@rankaudio wrote:
I sat down with a tri-amped pair of AL6's with SS for the low end and tubes for the mids and highs and they sounded very sterile, dull, flat and lifeless, lacking warmth and depth.
Fairly recently listening to the actively configured Klipsch Jubilee's (with what appears to be the same DSP unit used with the La Scala AL6's), I wasn't impressed either. It's not that they didn't show potential (in particular the large MF/HF horn), but overall they sounded flat, lacked focus and were uninvolving. A lot of things could account for this and may not relate directly to the design itself, but there was a lot to deal with.
In large part the placement of the Jubilee's where I heard them was an issue, and the listening room was likely too small as well, but that wasn't all of it. Klipsch is known to cut corners with their chosen drivers (while the horn-loaded La Scala woofers in the previous models looked kinda flimsy, they were actually very well suited to the design), i.e.: the mids and HF compression drivers and not least the horns themselves, and this holds them back from being really good (mind you, the MF/HF driver in the Jubilee's is great though; a slightly modified Celestion Axi2050 with a Klipsch label). That makes me suspect they cheaped out on the DSP unit as well, and this is not trivial.
It amazes me how expensive all this stuff is and I've heard systems costing just a few thousand dollars total that sounded much nicer. DSP just kills the tone and airiness of tubes.
It's not DSP per se; it's, by all accounts, that Klipsch is using a mediocre one.

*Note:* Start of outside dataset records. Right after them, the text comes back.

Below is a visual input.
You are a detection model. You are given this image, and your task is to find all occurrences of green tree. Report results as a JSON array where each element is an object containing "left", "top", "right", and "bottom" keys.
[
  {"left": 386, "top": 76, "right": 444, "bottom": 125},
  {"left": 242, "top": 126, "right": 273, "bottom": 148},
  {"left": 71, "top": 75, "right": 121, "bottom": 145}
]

DSP's come in lots of different shapes and qualities, and if you go cheap with the DSP you're lowering the potential of the sound accordingly. Use a great DSP on the other hand (aided by measurements and eventually tuned-by-ear filter settings) and there's nothing remotely stale, flat or lifeless about it.

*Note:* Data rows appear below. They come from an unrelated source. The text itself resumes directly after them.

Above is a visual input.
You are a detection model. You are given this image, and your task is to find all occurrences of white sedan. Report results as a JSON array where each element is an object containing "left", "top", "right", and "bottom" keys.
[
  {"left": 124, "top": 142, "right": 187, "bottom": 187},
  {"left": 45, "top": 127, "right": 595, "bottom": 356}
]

As long as the wealthy continue to get wealthier, there's always someone foolish enough to buy into all the marketing hype.
The marketing hype hardly concerns active configuration, and if price is the real marker here then the Jubilee's are dirt cheap at $50k/pair in comparison to the bonkers high-end arena of mostly passively configured speakers, just by looking at the sheer physical breadth and even considering the additional amps needed with the Jubilee's.
If you want to take a shot at marketing hype, do so with named bonkers priced high-end speakers (and the amps needed to drive them) costing hundreds of thousands of $$ and their claimed innovations left and right. Klipsch on the other hand sticks to well-known horn design approaches for decades now, claims no other and at much lower prices, and you want to shoot them down for marketing hype and for catering to the wealthy just because they're offering active config.?
Obviously I'm not defending their latest Klipsch iterations if the Jubilee's are anything to go by (likely their choice of DSP unit, most of all), but things have to be put into perspective a bit.
Klipsch has really changed since PWK passed.
Yes indeed, and I'm not applauding that (let's keep active config. out of the equation for the sake of this very subject). From my chair they're making a mistake with their patented "horn-loading of a ported woofer"-approach in the effort to gain extension, as it seems to rob the bass to the lower mids of their distinctive qualities (sans the resonant mode just above 100Hz) as a real, albeit too small bass horn with its snap and very clean, layered imprinting. Moreover the new and fairly shallow Tractrix midrange horn profile arguably makes them more "hifi" sounding, but again some are missing the horn qua horn sound of the deeper, exponential profile, which in Klipsch's execution was anything but ideal.